As mandíbulas de Robert se travaram completamente, dava para ver seu maxilar se contraindo, enquanto ele se esforçava para manter a calma. Essa reação me deixou preocupada.
- Me diga o que sentiu, exatamente o que sentiu naquele momento... Por favor! - havia urgência no pedido dele.
Tentei me lembrar da sensação que me dominou quando encontrei aquele anjo perveso entre as arvores no pequeno bosque na casa da Amanda.
Meu coração se contraiu com a lembrança daquela risada sinistra ecoando através da noite, os lábios anêmicos e imóveis, enquanto as palavras maldosas chegavam até meus ovidos, trazidas pela brisa...
- Eu... não sei o que senti... eu... - era difícil tentar reviver aqueles instantes sombrios.
- Teve medo? - havia preocupação nas palavras dele.
Respirei fundo antes de responder.
- Sim... e não! - afirmei - Jamais senti nada parecido em minha vida, não tenho ideia de como descrever a intensidade da sensação, e honestamente, fico feliz em descobrir que você não experimentou aquela tortura.
Robert manteve os olhos em mim, depois suspirou longamente, voltando a encarar o mar.
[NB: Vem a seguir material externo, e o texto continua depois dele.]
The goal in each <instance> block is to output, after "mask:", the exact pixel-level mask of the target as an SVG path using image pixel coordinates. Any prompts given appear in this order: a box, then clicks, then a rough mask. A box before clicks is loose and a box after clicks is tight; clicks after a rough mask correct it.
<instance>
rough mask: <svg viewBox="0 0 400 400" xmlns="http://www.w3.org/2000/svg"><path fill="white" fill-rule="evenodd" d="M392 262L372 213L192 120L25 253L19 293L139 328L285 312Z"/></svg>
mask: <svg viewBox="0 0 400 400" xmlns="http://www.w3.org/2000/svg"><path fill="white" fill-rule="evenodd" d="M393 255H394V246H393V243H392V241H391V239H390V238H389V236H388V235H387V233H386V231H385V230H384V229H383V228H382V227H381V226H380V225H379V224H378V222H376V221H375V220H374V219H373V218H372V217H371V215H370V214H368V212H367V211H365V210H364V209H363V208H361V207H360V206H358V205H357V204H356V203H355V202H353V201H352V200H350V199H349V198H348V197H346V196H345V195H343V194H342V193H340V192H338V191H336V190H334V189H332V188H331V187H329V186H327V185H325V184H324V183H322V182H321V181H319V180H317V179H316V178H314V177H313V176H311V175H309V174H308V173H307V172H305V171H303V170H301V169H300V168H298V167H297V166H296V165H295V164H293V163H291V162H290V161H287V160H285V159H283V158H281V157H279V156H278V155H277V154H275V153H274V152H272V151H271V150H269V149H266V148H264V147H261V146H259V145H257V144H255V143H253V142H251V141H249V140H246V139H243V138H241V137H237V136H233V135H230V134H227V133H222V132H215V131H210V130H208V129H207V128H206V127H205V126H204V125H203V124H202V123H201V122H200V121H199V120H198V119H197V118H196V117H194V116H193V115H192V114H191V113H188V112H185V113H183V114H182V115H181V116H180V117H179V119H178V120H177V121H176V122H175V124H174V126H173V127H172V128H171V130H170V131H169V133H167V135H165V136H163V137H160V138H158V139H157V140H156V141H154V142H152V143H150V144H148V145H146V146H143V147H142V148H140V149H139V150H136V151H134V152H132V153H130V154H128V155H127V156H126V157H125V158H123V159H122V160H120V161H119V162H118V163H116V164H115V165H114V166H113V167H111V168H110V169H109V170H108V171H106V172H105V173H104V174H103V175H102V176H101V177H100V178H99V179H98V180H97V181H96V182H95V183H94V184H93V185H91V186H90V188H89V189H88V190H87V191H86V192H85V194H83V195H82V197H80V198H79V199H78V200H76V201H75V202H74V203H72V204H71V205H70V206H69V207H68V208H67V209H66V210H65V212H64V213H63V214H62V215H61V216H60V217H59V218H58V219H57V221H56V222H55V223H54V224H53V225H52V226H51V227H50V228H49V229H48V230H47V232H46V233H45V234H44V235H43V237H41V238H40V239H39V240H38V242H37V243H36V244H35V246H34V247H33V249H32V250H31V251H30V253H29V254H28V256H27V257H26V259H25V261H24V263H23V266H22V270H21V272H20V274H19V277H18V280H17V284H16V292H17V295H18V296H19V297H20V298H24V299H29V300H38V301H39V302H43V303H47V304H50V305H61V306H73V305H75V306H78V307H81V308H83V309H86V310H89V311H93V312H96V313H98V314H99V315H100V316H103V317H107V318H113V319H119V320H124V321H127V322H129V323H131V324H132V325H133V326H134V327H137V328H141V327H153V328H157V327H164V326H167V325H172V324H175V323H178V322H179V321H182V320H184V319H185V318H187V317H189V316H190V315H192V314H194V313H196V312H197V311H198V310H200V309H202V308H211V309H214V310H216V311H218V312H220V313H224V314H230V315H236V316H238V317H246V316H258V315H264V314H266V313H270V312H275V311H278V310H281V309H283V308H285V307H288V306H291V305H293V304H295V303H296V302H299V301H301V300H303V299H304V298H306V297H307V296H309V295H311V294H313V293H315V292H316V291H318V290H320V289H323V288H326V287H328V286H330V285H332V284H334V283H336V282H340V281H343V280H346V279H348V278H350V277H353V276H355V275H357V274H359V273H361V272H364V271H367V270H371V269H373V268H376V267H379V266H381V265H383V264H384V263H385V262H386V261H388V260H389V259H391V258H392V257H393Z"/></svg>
A impressão que eu tinha era de que ele não teria suportado tamanha emoção, sua estrutura tão pura, por mais que já tivesse provado inúmeras sensações através do meu coração, teria sucumbido com a experiência terrível de sentir o pavor da nossa separação precipitando-se através do sorriso daquele anjo quase demoníaco.